# Tyson Kilmer?



## redog (Oct 14, 2005)

Anyone heard of him? Im doing alot of research on trainers and techniques to perfect the rescue dogs in my life. I really enjoy talking to him, or listening to him I mean. check out the video on this website and tell me what you think. 
Tyson Kilmer


----------



## BittersweetEmbrace (Feb 24, 2010)

i'd go with him or Ceasar Milan  But that's just me....


----------



## Tyson Kilmer (May 11, 2010)

Hey guy's ! Thanks for the shout out !!! I will post pic's threads,blogs you name it as soon as I figure out how ! I love dog's but i'm afraid of computers !


----------



## dixieland (Aug 14, 2009)

Tyson Kilmer said:


> Hey guy's ! Thanks for the shout out !!! I will post pic's threads,blogs you name it as soon as I figure out how ! I love dog's but i'm afraid of computers !

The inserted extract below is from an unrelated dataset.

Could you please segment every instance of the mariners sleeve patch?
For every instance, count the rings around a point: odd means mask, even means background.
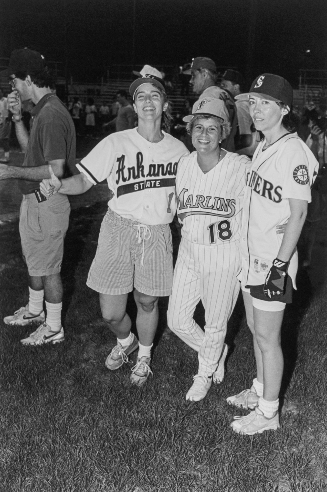
[[[297,166],[293,171],[293,178],[298,184],[307,184],[309,183],[308,168],[304,164]]]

HAha!Sounds like me.I still can't figure out how to post a youtube video.
Welcome to the forum!I will definitely enjoy reading all the advice!


----------



## redog (Oct 14, 2005)

Its good to see you Here Tyson! Im still trying to figure out how to post your street etiquette video here. very amazing stuff, cant wait to see more


----------



## American_Pit13 (Apr 23, 2007)

If you guys are posting from youtube just paste the address from the address bar and it will imbed the video


----------



## TejReider (May 11, 2010)

here you go guys.... i had to get my computer smart gf to upload it for you, cause i too am computer incapable lol

Zi6_0039 - Tyson Kilmer's Dogz Life


----------



## TejReider (May 11, 2010)

sorry its just a link, i guess the video didnt show up, but either way.....


----------



## redog (Oct 14, 2005)

Thanks bro! its amazing isnt it?


----------



## redog (Oct 14, 2005)

we can only embed youtube videos.


----------



## TejReider (May 11, 2010)

yeah man, i watched three times so far, thats some amazing stuff, I mean my pup listens but thats a whole new level of obedience!


----------



## redog (Oct 14, 2005)

How bout that client list? you know hes doing something right


----------



## NinaThePitbull (Feb 10, 2010)

welcome Tyson, you come highly recommended by respected peers. Would definitely love to have you around here. My name is Oscar I have two pups and would be honored to see you here from time to time.


----------



## TejReider (May 11, 2010)

yea right, i would kill for his client list in my tattoo parlor lol


----------



## FloorCandy (Feb 19, 2009)

I knew the name sounded familiar, I just saw him on Dogs 101 and it clicked lol. From what I've seen he looks like a great guy and skilled trainer.


----------



## Shiver (May 12, 2010)

Ok, that was a great video. I like encouragement and attention they were given. They weren't out just for a bit of playful exercise lead by a inattentive owner. It had to be so much more fulfilling then the walks where the person is focused on other things.


----------



## redog (Oct 14, 2005)

TejReider said:


> yeah man, i watched three times so far, thats some amazing stuff, I mean my pup listens but thats a whole new level of obedience!


I expect this out of my dogs in public everyday. except I use a leash. There is no better way to defend this breed than to display it properly


----------



## PittyGoBoom (Oct 14, 2013)

*Poor YELP! Reviews*



redog said:


> How bout that client list? you know hes doing something right


Not so sure about that. Tyson Kilmer has some of the worst reviews I have ever seen. Spend a little time Googling. Seems like you there is way more negative than positive feedback when it comes to his customers. :stick:

Looks like he spends a lot on PR to bury the negative.


----------



## redog (Oct 14, 2005)

PittyGoBoom said:


> Not so sure about that. Tyson Kilmer has some of the worst reviews I have ever seen. Spend a little time Googling. Seems like you there is way more negative than positive feedback when it comes to his customers. :stick:
> 
> Looks like he spends a lot on PR to bury the negative.


Have you ever seen a positive yelp review? I sure haven't! The proof is in the pudding. Who's your trainer? Let me google that!


----------



## Sarah~ (Mar 13, 2013)

Hmmm... Interesting to see the difference of opinion between this forum and the other dog forum I post on. Here is positive, on there they don't like how he treats pit bulls or how he talks about women.


----------